Another city, another ghost story.

This morning I went to a yoga class in a lovely old building in downtown Davenport, which also housed a used record store and a vintage clothing store. There were ten women in the class, including some extremely skinny blond women who I imagined to be stay-at-home moms, and an enthusiastic mother-daughter combo, neither of whom was particularly flexible but seemed to be having a really good time. The woman next to me had just gotten some sort of Japanese symbol tattooed on the top of her foot.

The class was not difficult. It had been advertised as a “Level 2″ class, which had almost scared me off because frankly, I just don’t feel like working that hard right now. But it was pretty basic and led me to believe that their Level 1 class was probably just a bunch of stretching. Whatever. It was just what I needed at this moment in my life.

During our relaxation period (“Savasana,” for those of you who don’t do yoga), the instructor put bean bags on our bellies. The bean bags had been resting on the radiator so they were very warm. Then she walked around and sprinkled something on us, and began speaking very slowly.

“Our Sally passed away one year ago this week. Some of you knew Sally, she was an instructor here. Her students told me that she never used to call this Savasana, but instead called it the corpse pose. And then she would say, ‘Some of us are practicing it more seriously than others.’”

She paused for a moment.

“Sally was sick for a long time. For those of us who were with her the last few days, we watched her breaths. She would exhale and then take the longest pauses. And we would all think, is that it? And then breath would be invited back in again.”

She then asked us to consider our breaths in various ways. She suggested we pause at the end of our exhales. I did.

Right before we came out of our relaxation she said, “Sally asked me to sprinkle glitter on all of the classes for a week after she died. She didn’t ask for me to do it a year later but I don’t think she’d mind.”

We opened our eyes, and sat up. My belly was in fact covered lightly with glitter.

The little girl said, “I found a star.” I looked over and she was peering at her finger and smiling.

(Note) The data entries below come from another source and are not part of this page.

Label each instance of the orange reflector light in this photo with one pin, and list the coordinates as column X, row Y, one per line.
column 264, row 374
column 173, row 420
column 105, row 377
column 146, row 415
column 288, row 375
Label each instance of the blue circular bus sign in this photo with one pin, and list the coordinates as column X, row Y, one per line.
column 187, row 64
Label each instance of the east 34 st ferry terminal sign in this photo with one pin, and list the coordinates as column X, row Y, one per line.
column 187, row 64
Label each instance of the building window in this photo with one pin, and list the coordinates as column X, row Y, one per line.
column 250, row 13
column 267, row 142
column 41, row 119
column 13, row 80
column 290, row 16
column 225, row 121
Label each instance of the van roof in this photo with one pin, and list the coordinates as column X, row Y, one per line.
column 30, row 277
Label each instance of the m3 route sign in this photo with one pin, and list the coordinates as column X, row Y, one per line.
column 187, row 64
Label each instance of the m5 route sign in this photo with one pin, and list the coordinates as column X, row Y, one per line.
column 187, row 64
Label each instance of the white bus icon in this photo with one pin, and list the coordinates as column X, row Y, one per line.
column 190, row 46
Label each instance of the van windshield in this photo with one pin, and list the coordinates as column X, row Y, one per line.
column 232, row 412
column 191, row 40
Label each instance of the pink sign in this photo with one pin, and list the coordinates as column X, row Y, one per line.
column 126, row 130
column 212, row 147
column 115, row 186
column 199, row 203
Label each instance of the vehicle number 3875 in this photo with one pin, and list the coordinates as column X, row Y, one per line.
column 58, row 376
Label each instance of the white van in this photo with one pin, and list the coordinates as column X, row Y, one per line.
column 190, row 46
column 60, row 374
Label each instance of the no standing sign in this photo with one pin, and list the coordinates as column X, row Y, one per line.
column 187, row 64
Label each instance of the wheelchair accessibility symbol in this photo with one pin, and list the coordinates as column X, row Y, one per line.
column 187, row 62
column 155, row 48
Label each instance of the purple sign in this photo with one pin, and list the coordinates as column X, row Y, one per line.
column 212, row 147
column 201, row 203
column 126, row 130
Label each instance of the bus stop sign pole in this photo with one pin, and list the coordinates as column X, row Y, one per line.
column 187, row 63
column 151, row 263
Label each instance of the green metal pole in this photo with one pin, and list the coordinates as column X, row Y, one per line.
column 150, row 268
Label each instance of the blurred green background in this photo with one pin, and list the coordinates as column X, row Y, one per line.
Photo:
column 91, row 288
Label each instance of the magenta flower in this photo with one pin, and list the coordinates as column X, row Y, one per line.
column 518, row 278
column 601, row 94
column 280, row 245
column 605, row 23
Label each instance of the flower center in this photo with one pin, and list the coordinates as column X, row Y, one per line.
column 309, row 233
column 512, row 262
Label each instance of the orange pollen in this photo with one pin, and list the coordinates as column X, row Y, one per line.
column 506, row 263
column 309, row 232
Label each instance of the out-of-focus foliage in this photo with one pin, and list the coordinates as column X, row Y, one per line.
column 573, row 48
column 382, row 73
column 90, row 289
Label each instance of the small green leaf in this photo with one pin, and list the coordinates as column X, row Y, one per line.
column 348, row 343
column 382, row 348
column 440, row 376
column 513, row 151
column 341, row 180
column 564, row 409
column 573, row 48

I sat outside of the studio a few minutes later, putting on my boots where I had left them. There were a few clippings about Sally posted on a bulletin board. She had originally started doing yoga because she had postpartum depression, and had eventually become an instructor that specialized in yoga that helped with that very same disease. She was a single mom, with two kids. She had breast cancer.

The little girl came out and sat next to me.

“Hi,” I said.

“Hi,” she said.

“I’m just reading about Sally,” I said.

“She was my mom’s friend,” she said. She pointed to a picture of Sally with her two sons. “It’s so weird, he and I were born thirteen days apart.” And then she got up and walked away.

I started to get choked up and I left.